After reading the first chapter of A People’s History of the United States, to say I am eager to keep reading and learning from this book would be an understatement. I loved how authentic the entire section felt, explaining the beginning of the discovery of the Americas without sugarcoating any details, widening my perspective on everything I was previously taught about Columbus and the early world explorers. I found many details astonishing and almost unbelievable, and found myself angry and disappointed in past textbooks, articles, and lectures that left this kind of information out to fit the mold of traditional history lessons. I believe all history textbooks should take notes from this book- not only because they need to update their lessons and details, but also to adapt their way of relaying the information. Instead of boring, monotonous facts we have all heard before, this was descriptive, fresh, and much more relevant, which helped establish a greater connection to its readers.

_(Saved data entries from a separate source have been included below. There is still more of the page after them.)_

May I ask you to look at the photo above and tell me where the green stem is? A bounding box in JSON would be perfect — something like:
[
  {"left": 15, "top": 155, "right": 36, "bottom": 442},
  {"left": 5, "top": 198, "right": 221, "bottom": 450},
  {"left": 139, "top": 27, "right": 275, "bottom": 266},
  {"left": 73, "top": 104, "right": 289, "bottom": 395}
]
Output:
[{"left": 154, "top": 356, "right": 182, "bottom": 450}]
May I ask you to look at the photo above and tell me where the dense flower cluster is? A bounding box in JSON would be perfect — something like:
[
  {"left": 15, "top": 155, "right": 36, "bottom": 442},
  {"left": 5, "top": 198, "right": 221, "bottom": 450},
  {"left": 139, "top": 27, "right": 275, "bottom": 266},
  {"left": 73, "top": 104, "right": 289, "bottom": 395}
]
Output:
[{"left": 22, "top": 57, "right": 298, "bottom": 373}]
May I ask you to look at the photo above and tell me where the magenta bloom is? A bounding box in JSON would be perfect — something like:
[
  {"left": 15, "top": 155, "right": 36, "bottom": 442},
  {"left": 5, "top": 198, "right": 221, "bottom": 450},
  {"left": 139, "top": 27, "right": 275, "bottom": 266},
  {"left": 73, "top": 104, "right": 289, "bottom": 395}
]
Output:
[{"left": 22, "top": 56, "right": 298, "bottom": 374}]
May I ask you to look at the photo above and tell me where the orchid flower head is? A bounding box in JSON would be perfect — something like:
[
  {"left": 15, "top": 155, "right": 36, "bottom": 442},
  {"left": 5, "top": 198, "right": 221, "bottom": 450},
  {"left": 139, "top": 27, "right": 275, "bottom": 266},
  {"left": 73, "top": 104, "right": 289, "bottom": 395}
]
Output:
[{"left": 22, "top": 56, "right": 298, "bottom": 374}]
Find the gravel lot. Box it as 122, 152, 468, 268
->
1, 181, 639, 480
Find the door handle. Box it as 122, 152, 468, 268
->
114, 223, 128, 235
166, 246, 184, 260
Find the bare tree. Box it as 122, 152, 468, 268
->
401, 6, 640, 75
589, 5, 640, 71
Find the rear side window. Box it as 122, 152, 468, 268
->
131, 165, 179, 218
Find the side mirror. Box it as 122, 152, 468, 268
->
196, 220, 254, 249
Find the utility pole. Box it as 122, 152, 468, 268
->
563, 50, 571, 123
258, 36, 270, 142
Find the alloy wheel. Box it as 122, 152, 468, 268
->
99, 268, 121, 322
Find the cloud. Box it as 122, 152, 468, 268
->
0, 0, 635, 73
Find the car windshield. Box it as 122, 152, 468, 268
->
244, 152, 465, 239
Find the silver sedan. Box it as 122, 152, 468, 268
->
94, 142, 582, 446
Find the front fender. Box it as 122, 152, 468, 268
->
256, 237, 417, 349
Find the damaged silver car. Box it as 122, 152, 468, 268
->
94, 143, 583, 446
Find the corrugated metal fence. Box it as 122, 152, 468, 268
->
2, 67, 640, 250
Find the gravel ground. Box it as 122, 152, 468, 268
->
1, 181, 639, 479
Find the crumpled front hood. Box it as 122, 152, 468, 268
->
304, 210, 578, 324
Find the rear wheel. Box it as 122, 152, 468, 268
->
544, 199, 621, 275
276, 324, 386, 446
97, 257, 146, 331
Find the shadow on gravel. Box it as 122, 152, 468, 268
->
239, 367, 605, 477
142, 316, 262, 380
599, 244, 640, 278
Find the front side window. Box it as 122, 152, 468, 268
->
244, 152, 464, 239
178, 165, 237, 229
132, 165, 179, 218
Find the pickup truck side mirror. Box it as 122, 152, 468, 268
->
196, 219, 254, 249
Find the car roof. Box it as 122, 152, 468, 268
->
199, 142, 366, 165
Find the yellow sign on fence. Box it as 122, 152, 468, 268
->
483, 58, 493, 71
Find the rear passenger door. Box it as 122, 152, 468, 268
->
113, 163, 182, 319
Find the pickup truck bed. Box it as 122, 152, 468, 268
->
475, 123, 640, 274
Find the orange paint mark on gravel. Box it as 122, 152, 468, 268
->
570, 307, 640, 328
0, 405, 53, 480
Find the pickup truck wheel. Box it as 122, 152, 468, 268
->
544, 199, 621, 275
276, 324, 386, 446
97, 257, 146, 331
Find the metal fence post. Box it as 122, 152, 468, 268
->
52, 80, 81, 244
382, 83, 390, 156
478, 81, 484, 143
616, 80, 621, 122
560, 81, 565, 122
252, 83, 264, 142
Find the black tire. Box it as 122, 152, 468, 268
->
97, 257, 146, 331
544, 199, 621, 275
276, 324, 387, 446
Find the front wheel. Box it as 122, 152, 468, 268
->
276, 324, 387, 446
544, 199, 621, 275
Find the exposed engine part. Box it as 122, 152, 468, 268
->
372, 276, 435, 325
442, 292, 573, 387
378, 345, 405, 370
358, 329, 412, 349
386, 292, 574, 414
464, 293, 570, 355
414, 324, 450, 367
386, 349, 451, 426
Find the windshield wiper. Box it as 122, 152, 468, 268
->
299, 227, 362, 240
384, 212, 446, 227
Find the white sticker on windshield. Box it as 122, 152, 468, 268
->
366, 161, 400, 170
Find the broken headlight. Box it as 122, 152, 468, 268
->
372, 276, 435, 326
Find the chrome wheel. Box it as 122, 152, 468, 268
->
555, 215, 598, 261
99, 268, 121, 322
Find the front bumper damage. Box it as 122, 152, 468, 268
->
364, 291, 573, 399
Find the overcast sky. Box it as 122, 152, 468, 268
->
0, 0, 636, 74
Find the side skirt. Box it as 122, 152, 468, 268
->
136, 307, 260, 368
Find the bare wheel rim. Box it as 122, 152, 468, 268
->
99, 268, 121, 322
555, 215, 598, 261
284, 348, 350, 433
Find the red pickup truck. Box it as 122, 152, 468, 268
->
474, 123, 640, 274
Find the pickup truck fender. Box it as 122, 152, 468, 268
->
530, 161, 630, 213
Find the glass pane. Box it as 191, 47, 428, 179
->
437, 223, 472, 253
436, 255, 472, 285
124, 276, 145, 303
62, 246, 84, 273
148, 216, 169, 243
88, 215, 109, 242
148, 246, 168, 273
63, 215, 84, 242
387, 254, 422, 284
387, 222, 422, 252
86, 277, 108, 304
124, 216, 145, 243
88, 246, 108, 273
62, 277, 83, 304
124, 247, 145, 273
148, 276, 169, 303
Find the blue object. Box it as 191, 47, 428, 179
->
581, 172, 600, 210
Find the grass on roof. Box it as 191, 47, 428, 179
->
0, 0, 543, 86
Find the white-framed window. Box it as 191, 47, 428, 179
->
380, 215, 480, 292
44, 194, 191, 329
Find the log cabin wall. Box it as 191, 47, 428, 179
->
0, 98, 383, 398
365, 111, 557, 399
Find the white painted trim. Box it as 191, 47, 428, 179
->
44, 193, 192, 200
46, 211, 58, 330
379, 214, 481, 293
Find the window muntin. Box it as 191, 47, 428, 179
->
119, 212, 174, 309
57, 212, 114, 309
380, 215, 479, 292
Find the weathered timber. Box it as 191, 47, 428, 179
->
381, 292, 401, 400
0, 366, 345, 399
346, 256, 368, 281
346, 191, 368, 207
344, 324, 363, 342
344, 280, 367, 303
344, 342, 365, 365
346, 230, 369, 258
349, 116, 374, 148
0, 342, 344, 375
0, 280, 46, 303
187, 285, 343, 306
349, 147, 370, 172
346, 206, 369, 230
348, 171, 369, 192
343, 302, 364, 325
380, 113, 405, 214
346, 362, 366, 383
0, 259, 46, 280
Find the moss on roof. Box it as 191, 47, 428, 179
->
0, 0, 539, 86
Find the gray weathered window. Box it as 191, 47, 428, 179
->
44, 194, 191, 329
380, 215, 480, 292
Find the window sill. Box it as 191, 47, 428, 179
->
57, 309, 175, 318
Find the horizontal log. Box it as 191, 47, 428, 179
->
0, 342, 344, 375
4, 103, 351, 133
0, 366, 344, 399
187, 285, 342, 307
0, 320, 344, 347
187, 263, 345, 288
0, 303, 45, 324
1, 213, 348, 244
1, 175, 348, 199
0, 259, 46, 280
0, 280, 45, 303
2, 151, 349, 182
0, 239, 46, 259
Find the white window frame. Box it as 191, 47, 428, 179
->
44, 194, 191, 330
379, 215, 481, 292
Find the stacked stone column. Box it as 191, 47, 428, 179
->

I also enjoyed reading the small excerpts written by the people of that time period, giving the reader a firsthand look into what was really going on at the time, and the writer’s opinions on it. I liked how it broke up the actual author’s text, adding evidence and proof to support their claim. I found Las Casas’ accounts of the way the Spaniards treated the Indians very compelling, especially when he said, “My eyes have seen these acts so foreign to human nature, and now I tremble as I write” (7). It inspired me to begin writing in a journal again, because who knows what history books will want in 100 years!
Finally, I could not help thinking about the comparisons between the conquerors and the people of today. Although the world has changed considerably since 1492, primal human instincts are still the same- people desire things that are valuable to assert their dominance, and will stop at nothing to procure these things. Instead of valuable gold and land, they are pay checks and houses. People yearn for status, power, and wealth, and I don’t know if that will ever change, or what that will look like in the future.